2. A focused play on cybersecurity
Another idea for the adventurous is a new exchange-traded fund from ETF Securities that we mentioned here last week – the ISE CyberSecurity (LSE: ISPY) fund. The focus – obviously – is cybersecurity. More than half of the businesses the fund tracks are software outfits, such as Sophos and Trend Micro, but network equipment businesses such as Juniper and Cisco also make the list. Some investors find these theme funds a bit ‘faddish’, but they have their virtues, as long as you’re selective.
One problem with investing in many tech funds is that you end up with a portfolio dominated by Apple, Google and Microsoft. There may be nothing wrong with that, but it’s too broad for some. So I think there could be real mileage in being focused on cybersecurity specifically – the market is only going to get bigger – and investing in some smaller businesses.
3. Back a true contrarian
Finally, keep an eye on Aurora Investment Trust (LSE: ARR). This fund has seen better days. But now the directors seem to have decided to turn it into a vehicle for Phoenix Asset Management, run by Gary Channon. I’ve known Channon for some time. He’s one of the UK’s most interesting value fund managers. Private investors can’t get into his existing private fund as it’s only marketed at institutions and high-net-worth individuals – so the decision to use Aurora as a new listed vehicle is interesting. Channon is a hugely focused stockpicker who has made big, successful bets on a whole range of businesses – including Sports Direct at its nadir and the housebuilders after 2009.

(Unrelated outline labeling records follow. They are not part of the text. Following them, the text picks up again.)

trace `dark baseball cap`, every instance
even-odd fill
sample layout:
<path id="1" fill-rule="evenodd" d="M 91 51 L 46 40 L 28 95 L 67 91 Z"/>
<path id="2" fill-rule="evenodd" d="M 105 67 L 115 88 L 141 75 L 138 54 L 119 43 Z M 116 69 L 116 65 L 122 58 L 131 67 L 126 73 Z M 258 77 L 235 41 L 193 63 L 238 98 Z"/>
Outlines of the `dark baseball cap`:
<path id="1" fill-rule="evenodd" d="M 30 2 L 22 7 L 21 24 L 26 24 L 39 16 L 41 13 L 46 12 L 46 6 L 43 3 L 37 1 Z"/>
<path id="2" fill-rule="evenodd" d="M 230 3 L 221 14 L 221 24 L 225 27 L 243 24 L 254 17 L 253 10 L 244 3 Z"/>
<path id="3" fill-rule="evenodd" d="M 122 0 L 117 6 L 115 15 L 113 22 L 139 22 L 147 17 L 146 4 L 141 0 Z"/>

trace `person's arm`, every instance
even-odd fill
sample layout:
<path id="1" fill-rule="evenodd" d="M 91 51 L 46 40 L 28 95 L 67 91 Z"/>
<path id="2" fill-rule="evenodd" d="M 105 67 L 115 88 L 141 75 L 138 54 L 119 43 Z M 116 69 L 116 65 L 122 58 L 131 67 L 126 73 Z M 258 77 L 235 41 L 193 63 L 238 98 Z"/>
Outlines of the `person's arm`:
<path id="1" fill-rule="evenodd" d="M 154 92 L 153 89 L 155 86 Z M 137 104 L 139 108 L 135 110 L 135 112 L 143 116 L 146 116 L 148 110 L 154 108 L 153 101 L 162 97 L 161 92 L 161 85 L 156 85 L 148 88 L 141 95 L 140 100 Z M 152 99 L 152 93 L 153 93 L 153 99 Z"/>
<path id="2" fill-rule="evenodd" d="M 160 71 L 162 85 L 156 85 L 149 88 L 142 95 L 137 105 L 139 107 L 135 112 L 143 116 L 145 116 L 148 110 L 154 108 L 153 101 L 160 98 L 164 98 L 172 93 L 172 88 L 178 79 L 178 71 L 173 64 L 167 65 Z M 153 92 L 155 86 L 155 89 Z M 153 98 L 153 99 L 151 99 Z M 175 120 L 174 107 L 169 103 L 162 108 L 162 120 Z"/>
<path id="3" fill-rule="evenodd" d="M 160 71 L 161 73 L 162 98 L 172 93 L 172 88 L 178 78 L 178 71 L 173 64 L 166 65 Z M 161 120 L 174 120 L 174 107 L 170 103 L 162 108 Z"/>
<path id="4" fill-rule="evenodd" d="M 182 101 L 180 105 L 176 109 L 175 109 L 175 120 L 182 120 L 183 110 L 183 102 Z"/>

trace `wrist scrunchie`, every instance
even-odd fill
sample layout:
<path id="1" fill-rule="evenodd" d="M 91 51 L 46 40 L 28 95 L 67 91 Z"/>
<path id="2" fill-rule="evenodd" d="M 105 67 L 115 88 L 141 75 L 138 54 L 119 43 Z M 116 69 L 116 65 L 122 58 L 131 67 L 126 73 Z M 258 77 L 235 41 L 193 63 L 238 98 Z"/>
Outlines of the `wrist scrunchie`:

Details are due out in the next few months so there’s not much more to say right now. And the shares aren’t very liquid – when I rang my own broker at Hargreaves Lansdown, they observed that there are no electronic market makers and so you’d have to leave open a “fill or kill” order. The restructuring will involve dealing with this issue – but if everything goes to plan, we could be about to get access to a very experienced, contrarian UK stockpicker who can give stars such as Nick Train and Andy Brough a real run for their money.